Prospect
The Rev'd Robert Warren John 15:1-8
Easter 5 - Year B
Back
in the day my father nicked the branch of a grapevine with a scythe.
Though it was early in the season, with no grapes and only the earliest
indication of leaves, the vine wept copiously for weeks even though he
tried to bind the wound with a tight dressing. Off-season grape vines
look like little more than dry sticks and yet the vine sends vital
nourishment out to those buds with tremendous intention. Appearances
are deceiving. The nourishment goes on subtly and quietly but the
leaves and the fruit do take form. They provide a harvest for the
vintner and shade for his family in the heat of the day.
Jesus
tells his disciples that he is the true vine and that they are
branches. His father is the cultivator, the one who keeps the branches
pruned back and effective. They can do nothing apart from the vine.

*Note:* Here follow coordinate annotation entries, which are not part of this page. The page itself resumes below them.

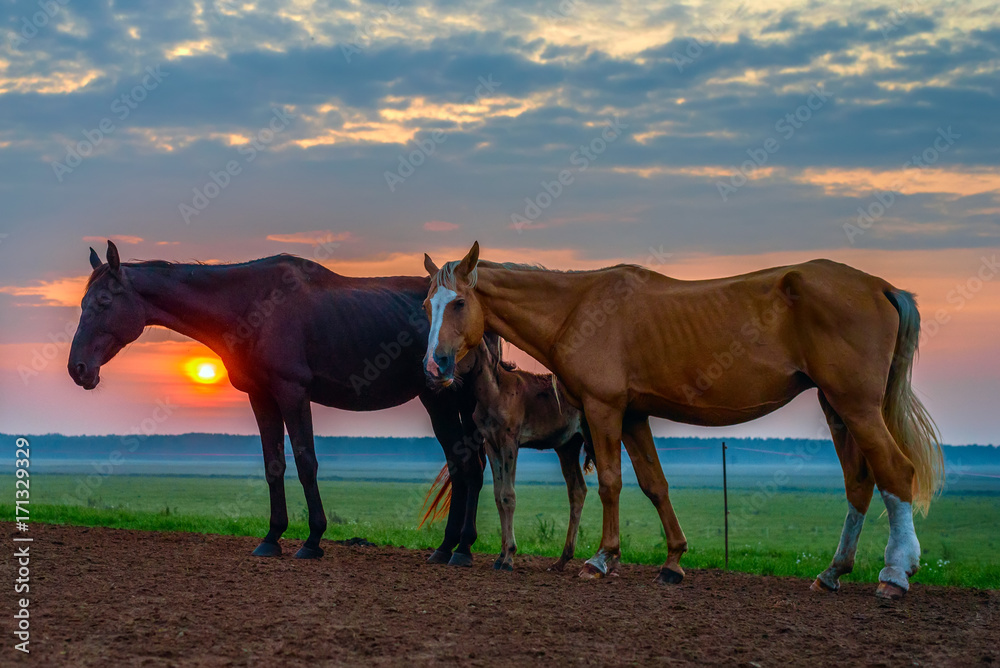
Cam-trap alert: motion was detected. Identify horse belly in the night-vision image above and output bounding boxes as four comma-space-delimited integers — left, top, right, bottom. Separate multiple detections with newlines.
629, 371, 814, 427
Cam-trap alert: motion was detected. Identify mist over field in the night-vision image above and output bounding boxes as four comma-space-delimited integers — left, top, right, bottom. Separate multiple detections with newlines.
7, 433, 1000, 493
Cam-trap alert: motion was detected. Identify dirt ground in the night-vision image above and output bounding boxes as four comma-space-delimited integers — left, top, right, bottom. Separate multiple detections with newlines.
0, 524, 1000, 667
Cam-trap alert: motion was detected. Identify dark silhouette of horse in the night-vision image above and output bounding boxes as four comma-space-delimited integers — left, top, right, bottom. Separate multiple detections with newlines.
69, 241, 483, 565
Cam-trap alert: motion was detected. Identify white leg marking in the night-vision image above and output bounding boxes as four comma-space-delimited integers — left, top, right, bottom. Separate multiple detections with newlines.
878, 492, 920, 590
819, 502, 865, 590
424, 288, 458, 368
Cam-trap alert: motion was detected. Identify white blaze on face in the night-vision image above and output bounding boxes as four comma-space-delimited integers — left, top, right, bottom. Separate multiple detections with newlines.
424, 288, 458, 372
878, 492, 920, 590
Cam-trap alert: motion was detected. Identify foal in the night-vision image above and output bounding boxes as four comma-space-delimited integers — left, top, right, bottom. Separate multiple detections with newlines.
421, 334, 594, 571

Life will not be fruitful and ministry ineffective. There will be no
joy - not for Jesus and not for the disciples - unless they remain
connected to the source of their life.
Finding
a secret source of strength might be enticing. You could write a book
about it. People might buy it. There's gold in those hills. There's
pirate treasure in the bay. There's oil underneath Jed Clampett's land -
black gold, Texas Tea, resources and power. Our devices will work if
we plug them in - if (as per the French verb) we are branché - connected and plugged in.
But
to what end do we seek to be so plugged in? Is this mostly about us?

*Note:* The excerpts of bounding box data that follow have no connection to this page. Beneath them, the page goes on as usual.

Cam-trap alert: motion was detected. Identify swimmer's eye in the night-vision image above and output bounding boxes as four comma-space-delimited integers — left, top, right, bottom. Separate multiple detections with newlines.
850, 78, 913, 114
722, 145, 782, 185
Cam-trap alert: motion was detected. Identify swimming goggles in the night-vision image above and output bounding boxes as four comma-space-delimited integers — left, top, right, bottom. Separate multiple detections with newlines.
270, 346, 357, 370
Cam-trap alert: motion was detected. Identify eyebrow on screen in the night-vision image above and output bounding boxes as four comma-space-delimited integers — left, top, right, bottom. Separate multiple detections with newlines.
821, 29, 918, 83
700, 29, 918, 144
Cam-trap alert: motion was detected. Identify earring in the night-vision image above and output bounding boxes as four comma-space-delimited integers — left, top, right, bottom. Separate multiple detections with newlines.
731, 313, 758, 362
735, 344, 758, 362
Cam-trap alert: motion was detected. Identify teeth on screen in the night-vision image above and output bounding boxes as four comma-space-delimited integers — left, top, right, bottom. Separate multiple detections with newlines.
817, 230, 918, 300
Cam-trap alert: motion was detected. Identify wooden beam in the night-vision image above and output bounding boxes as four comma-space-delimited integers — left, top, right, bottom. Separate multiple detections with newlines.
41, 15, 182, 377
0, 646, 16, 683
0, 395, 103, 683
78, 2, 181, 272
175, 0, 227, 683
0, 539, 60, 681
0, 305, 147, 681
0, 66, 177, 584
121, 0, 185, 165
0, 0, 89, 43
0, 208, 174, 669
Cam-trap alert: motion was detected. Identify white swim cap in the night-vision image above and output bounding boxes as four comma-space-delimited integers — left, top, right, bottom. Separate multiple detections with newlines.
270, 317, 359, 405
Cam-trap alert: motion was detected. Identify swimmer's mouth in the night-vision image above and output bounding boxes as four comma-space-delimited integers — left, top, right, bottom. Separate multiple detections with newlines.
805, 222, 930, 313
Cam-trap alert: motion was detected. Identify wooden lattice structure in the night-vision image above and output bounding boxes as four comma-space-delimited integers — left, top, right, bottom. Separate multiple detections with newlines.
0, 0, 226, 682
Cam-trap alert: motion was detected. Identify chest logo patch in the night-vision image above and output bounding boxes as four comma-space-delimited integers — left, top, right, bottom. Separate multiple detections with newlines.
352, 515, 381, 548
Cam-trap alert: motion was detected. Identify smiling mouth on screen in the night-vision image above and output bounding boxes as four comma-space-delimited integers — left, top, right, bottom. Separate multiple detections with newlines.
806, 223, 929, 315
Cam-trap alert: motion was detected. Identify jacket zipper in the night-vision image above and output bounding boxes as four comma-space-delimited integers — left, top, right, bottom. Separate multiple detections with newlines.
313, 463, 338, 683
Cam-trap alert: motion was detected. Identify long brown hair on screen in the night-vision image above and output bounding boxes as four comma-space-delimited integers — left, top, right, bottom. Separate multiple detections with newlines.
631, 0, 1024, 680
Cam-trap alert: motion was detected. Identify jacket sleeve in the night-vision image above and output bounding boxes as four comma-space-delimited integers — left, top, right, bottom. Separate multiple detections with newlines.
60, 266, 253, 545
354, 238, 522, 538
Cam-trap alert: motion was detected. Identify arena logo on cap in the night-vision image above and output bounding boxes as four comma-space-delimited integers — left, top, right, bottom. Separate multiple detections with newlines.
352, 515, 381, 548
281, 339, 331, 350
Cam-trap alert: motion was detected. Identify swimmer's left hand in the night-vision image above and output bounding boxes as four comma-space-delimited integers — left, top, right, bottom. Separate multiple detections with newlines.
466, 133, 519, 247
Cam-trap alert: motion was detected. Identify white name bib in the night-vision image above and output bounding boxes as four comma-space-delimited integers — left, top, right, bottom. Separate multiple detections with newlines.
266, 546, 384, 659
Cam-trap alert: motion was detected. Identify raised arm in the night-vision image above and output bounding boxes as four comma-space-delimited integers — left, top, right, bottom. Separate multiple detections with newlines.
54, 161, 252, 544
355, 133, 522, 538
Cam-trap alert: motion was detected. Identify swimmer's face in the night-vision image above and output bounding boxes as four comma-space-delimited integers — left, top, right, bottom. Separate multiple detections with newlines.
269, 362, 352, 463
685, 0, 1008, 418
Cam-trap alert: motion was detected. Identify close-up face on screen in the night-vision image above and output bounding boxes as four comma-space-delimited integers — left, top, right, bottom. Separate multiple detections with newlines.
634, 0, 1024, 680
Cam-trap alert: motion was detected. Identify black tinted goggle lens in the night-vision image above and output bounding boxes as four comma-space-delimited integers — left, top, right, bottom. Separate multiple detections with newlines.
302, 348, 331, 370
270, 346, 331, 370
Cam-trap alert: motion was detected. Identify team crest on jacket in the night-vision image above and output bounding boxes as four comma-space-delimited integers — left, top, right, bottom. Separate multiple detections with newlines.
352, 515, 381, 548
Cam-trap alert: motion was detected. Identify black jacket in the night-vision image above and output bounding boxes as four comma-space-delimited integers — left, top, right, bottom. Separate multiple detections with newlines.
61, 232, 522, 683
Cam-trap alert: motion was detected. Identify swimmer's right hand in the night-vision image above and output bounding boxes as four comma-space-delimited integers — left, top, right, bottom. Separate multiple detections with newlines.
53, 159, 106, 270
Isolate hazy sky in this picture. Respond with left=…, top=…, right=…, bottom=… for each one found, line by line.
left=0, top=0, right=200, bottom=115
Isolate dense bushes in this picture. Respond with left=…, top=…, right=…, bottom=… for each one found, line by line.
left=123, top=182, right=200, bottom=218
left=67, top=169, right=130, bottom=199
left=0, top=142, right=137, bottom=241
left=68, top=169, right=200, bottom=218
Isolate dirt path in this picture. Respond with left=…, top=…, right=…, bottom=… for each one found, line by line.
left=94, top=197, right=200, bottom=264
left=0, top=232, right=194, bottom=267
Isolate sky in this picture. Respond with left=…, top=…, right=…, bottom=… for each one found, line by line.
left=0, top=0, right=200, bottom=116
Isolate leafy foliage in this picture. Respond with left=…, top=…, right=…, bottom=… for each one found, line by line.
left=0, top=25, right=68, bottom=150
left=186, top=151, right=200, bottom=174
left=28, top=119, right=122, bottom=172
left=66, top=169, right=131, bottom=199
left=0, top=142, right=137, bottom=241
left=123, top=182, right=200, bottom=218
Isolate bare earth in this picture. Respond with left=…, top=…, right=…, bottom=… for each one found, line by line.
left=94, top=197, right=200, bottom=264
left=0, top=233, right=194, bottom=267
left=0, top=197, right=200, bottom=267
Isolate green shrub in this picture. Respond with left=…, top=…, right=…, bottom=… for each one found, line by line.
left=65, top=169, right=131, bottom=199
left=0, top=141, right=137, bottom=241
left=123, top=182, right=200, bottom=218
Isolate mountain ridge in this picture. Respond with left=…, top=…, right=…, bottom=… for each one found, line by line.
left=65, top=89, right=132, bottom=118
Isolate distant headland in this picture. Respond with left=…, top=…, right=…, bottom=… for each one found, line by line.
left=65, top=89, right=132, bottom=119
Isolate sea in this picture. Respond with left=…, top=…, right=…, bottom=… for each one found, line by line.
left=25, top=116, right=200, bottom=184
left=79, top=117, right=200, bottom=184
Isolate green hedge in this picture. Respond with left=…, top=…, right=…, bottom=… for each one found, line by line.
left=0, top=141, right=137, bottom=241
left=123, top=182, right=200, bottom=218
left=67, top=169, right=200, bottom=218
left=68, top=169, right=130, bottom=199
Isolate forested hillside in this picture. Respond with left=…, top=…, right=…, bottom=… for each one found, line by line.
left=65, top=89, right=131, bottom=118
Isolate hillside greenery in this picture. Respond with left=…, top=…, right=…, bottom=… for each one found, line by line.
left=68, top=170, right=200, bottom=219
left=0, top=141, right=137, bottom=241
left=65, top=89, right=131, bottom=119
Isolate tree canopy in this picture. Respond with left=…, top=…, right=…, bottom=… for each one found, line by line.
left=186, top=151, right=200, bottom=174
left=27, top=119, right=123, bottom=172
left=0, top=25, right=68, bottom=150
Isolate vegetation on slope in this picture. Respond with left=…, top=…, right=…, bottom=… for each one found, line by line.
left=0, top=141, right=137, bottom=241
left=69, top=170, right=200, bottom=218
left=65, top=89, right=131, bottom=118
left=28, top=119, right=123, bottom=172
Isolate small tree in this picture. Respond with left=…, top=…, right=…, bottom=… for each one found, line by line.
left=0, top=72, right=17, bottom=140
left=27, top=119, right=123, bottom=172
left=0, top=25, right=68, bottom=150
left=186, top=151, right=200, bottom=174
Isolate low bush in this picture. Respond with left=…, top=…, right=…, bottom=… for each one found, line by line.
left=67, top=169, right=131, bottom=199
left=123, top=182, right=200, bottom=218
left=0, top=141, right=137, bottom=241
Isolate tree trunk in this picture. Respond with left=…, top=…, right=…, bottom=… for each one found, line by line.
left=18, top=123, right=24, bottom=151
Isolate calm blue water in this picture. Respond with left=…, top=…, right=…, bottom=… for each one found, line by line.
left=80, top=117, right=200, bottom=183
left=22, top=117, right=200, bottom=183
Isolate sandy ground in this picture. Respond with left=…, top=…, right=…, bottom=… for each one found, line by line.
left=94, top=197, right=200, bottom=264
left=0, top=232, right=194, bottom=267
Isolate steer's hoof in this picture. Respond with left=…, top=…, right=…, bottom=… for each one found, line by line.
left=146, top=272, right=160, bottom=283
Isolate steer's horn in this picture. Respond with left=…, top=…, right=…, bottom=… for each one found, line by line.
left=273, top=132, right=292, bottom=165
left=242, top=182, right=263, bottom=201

Is it our well-being which is the subject at hand? After all, resources
can be sucked up, used up, squandered, rejoiced in and they could in
theory end with us. No - Jesus' words make references to the
fruitfulness of branches, hanging heavy with fruit because the disciples
are to become lovers of others, conduits for God's grace to the world
around them. That's what the subject heading is for this whole long
discourse running from John 13 to the end of chapter 17: "...even as I have loved you, that you also love one another."
Jesus takes it for granted that the disciples desire is to remain
connected with the work of the Kingdom, to feed the world around them
and to extend God's friendship into it.
Are
our vines weeping? Did they get nicked when we drew a circle around
our resources even if we did this for what seemed like the best of all
reasons - care of self and care of our loved ones? We are survivors -
no question. Are we disciples? If so then we are necessarily connected to a world - a world which groans for our fellowship and which has been promised the harvest from our branches.
"By this my Father is glorified, that you bear much fruit, and prove to be my disciples."